Paul Krugman, pictured in February 2020, has predicted that A.I. like ChatGPT will not have a major economic impact anytime soon.Ricardo Rubio—Europa Press/Getty Images

The A.I. race is heating up, with tech giants Microsoft, Google, and Baidu among those ramping up their efforts to launch advanced chatbots after OpenAI’s ChatGPT took the world by storm.

With billions being invested in the development of cutting-edge A.I. technology, many are speculating about how it will disrupt our day-to-day lives—leading to predictions around jobs being lost to machines, calls for greater A.I. governance, and forecasts that the world will soon see the dawn of a new A.I. era.

However, one high-profile economist isn’t convinced that the A.I. being rolled out right now will have much of an impact in the immediate future.

Paul Krugman, who was awarded the Nobel Memorial Prize in Economic Sciences in 2008 and served on the Council of Economic Advisers under the Reagan administration, said in a New York Times op-ed on Friday that the rise of large language models (LLMs) like ChatGPT and Google’s Bard were unlikely to make any major economic headway just yet.

“History suggests that large economic effects from A.I. will take longer to materialize than many people currently seem to expect,” Krugman, a professor emeritus at Princeton, wrote.

He pointed out that historical innovations like the computing revolution or the electrification of industry had taken decades to have any notable impact on the economy.

Krugman also pointed to the famous 1965 theory by Gordon Moore, cofounder of Intel, which stated the number of transistors on a microchip doubles about every two years—an observation that became known as Moore’s law.

“For at least two decades after Moore’s law kicked in, America, far from experiencing a productivity boom, suffered from a protracted productivity slowdown,” he noted. “The boom kicked in only during the 1990s, and even then it was a bit disappointing.

“The lag in this economic payoff even ended up being similar in length to the lagged payoff from electrification,” he added. “Having a technology isn’t enough. You also have to figure out what to do with it.”

Krugman said in his editorial that the great economic boom that unfolded between the 1940s and 1970s was actually the result of technologies like the internal combustion engine that came into being decades earlier.

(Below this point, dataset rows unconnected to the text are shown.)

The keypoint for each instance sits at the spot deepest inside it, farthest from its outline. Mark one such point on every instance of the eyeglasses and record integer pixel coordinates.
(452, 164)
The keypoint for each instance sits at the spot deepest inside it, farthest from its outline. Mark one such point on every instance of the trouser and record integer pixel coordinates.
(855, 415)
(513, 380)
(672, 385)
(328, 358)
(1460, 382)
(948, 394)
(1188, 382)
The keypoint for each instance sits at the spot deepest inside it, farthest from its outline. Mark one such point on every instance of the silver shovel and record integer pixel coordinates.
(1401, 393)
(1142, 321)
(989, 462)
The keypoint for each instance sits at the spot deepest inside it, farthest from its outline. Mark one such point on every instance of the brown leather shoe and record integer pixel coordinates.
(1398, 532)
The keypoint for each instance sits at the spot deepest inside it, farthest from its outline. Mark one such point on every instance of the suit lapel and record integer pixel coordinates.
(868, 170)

“That’s not to say that artificial intelligence won’t have huge economic impacts,” he conceded. “But history suggests that they won’t come quickly. ChatGPT and whatever follows are probably an economic story for the 2030s, not for the next few years.”

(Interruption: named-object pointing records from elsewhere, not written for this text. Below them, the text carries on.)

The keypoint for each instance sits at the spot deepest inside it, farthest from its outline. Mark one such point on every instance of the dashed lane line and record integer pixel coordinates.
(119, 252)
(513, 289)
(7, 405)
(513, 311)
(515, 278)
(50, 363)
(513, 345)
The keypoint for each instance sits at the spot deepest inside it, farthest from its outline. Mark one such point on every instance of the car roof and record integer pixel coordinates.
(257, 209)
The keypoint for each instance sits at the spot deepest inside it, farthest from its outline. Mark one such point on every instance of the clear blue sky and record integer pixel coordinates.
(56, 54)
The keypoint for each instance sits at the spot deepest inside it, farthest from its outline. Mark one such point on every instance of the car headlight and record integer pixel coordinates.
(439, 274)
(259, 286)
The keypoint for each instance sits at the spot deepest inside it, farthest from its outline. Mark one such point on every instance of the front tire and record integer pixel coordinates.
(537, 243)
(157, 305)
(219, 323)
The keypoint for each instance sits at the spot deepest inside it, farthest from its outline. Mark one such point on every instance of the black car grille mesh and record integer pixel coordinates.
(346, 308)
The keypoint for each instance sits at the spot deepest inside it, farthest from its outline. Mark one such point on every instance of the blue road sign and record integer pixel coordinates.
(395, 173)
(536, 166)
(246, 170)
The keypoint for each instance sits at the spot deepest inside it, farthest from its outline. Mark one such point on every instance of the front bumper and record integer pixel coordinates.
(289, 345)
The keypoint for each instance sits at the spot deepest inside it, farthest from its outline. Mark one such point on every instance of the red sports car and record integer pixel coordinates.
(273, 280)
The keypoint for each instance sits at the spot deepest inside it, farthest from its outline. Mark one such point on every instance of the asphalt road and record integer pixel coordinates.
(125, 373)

While Krugman argued that A.I. models like ChatGPT would eventually take over a significant number of tasks currently done by human beings, “nobody really knows” how big the effect of such a shift would be on society.

“Predictions about the economic impact of technology are notoriously unreliable,” he said, insisting that LLMs in their current form should not hugely affect economic projections for the next year—or even the next decade.

However, he conceded that this “doesn’t mean we should ignore the implications of a possible A.I.-driven boom…The longer-run prospects for economic growth do look better now than they did before computers began doing such good imitations of people.

“Not to put too fine a point on it, but anyone who predicts a radical acceleration of economic growth thanks to A.I.—which would lead to a large rise in tax receipts—and simultaneously predicts a future fiscal crisis unless we make drastic cuts to Medicare and Social Security isn’t making much sense,” Krugman said.